In this series of papers we advance Ramsey theory over partitions. In this part, a correspondence between anti-Ramsey properties of partitions and chain conditions of the natural forcing notions that homogenize colorings over them is uncovered. At the level of the first uncountable cardinal this gives rise to a duality theorem under Martin’s Axiom: a function p: [ω₁]² → ω witnesses a weak negative Ramsey relation when p plays the role of a coloring if and only if a positive Ramsey relation holds over p when p plays the role of a partition.

The consistency of positive Ramsey relations over partitions does not stop at the first uncountable cardinal: it is established that at arbitrarily high uncountable cardinals these relations follow from forcing axioms without large cardinal strength. This result solves in particular two problems from [CKS21].

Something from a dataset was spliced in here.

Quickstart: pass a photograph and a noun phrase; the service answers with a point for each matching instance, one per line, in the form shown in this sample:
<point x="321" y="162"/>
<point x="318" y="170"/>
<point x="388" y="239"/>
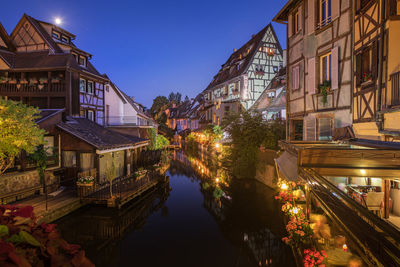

在本系列论文中，我们提出了关于分区的拉姆齐理论。在这一部分中，揭示了分区的反拉姆齐特性与使它们上的颜色均匀化的自然强迫概念的链条件之间的对应关系。在第一个不可数基数的层面上，这产生了马丁公理下的对偶定理：当p扮演着色角色时，函数p : [ ω ₁ ] ² → ω见证弱负 Ramsey 关系当且仅当当p充当划分角色时，拉姆齐关系在p上成立。

正拉姆齐关系在分区上的一致性并不仅限于第一个不可数基数：可以确定的是，在任意高的不可数基数上，这些关系是通过在没有大基数强度的情况下强制公理得出的。这个结果特别解决了[CKS21]中的两个问题。